Ghufron juga mengemukakan alasannya, saat terjadi konflik, aparat yang dikerahkan hanya berusaha menahan dan menghalau warga yang memaksa masuk ke kantor perusahaan PT Cipta Buana Seraya (PT CBS).
Sebelumnya, Bupati Bengkulu Tengah Fery Ramli memutuskan menutup pertambangan milik PT CBS pasca-kerusuhan yang berakhir bentrokan, yang mengakibatkan 4 warga tertembak. "Agar tidak kembali terjadi polemik antara warga dan pihak perusahaan serta menghindari adanya korban lagi,” ujarnya saat meninjau lokasi rumah korban penembakan, Sabtu malam, 11 Juni 2016.
Fery mengatakan, keputusannya didasari hasil rapat bersama antara pemerintah daerah, pihak perusahaan, dan kepolisian. Hasil rapat juga memutuskan pemerintah daerah menjamin semua biaya pengobatan bagi korban yang tertembak, termasuk yang harus dioperasi.

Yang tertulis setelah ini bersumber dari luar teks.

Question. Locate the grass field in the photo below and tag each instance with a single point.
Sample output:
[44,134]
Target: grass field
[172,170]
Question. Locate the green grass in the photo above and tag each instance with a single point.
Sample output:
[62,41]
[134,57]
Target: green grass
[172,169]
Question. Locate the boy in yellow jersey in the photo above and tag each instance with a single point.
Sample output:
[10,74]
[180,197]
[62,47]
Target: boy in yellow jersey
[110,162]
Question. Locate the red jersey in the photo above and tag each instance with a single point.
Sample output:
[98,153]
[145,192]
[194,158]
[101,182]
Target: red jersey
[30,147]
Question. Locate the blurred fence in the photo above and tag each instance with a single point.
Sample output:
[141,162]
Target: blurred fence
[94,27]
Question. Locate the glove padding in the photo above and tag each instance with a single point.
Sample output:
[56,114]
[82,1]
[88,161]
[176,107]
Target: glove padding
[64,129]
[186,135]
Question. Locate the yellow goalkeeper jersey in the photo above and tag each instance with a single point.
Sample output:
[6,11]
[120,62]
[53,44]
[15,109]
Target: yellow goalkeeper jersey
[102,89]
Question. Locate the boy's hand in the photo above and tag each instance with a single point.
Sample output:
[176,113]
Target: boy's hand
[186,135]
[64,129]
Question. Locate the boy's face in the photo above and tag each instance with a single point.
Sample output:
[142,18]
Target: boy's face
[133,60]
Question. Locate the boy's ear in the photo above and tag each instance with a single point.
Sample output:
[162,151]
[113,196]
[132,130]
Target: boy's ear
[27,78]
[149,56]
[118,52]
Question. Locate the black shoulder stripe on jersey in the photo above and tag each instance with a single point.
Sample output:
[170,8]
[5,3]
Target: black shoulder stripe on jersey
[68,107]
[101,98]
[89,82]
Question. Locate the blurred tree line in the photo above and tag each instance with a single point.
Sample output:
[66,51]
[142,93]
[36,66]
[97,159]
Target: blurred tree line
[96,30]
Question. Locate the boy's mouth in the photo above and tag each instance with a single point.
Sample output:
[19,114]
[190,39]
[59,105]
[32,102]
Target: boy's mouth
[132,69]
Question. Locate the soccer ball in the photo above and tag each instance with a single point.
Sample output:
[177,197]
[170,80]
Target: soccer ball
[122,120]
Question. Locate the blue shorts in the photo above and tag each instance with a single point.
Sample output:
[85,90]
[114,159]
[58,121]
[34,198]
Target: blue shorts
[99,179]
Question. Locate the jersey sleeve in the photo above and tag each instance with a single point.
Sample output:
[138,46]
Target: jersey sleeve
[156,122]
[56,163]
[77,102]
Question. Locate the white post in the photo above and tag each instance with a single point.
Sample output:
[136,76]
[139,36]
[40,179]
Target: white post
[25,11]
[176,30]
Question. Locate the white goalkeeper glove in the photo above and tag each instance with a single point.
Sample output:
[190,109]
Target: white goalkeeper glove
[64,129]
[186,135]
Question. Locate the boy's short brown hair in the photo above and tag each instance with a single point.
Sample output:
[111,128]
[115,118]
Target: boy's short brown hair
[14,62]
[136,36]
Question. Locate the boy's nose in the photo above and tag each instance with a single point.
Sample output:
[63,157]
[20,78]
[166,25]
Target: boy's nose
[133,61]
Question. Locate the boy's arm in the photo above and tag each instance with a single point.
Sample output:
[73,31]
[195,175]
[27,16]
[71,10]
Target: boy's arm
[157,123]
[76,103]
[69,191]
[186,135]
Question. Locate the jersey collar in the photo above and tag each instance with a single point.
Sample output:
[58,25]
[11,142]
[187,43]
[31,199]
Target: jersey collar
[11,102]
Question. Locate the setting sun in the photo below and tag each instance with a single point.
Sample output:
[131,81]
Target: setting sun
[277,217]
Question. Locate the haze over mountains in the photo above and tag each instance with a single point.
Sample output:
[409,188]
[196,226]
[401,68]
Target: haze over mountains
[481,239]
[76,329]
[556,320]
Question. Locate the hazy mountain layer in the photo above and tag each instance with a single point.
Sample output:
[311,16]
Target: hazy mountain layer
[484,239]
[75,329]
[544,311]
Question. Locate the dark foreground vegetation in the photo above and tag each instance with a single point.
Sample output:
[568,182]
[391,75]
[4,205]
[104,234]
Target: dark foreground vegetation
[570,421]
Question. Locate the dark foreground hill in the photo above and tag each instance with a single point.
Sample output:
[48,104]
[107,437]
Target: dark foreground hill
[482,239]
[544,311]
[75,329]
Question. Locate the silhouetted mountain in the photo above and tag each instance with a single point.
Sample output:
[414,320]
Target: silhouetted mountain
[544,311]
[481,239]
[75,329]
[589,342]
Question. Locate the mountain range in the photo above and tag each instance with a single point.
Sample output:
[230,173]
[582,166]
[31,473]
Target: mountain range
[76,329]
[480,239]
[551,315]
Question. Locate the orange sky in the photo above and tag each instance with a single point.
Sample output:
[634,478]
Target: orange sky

Unjuk rasa menolak tambang batu bara itu dilakukan sekitar 500 warga dari 12 desa di Kabupaten Bengkulu Tengah, Sabtu, 11 Juni 2016, sekitar pukul 10.00 WIB. Menurut salah seorang warga, Alimuan, 65 tahun, semula warga mendatangi lokasi PT CBS karena ada informasi kedatangan pejabat dari Pemerintah Kabupaten Bengkulu Tengah yang akan memutuskan pertambangan ditutup atau tidak.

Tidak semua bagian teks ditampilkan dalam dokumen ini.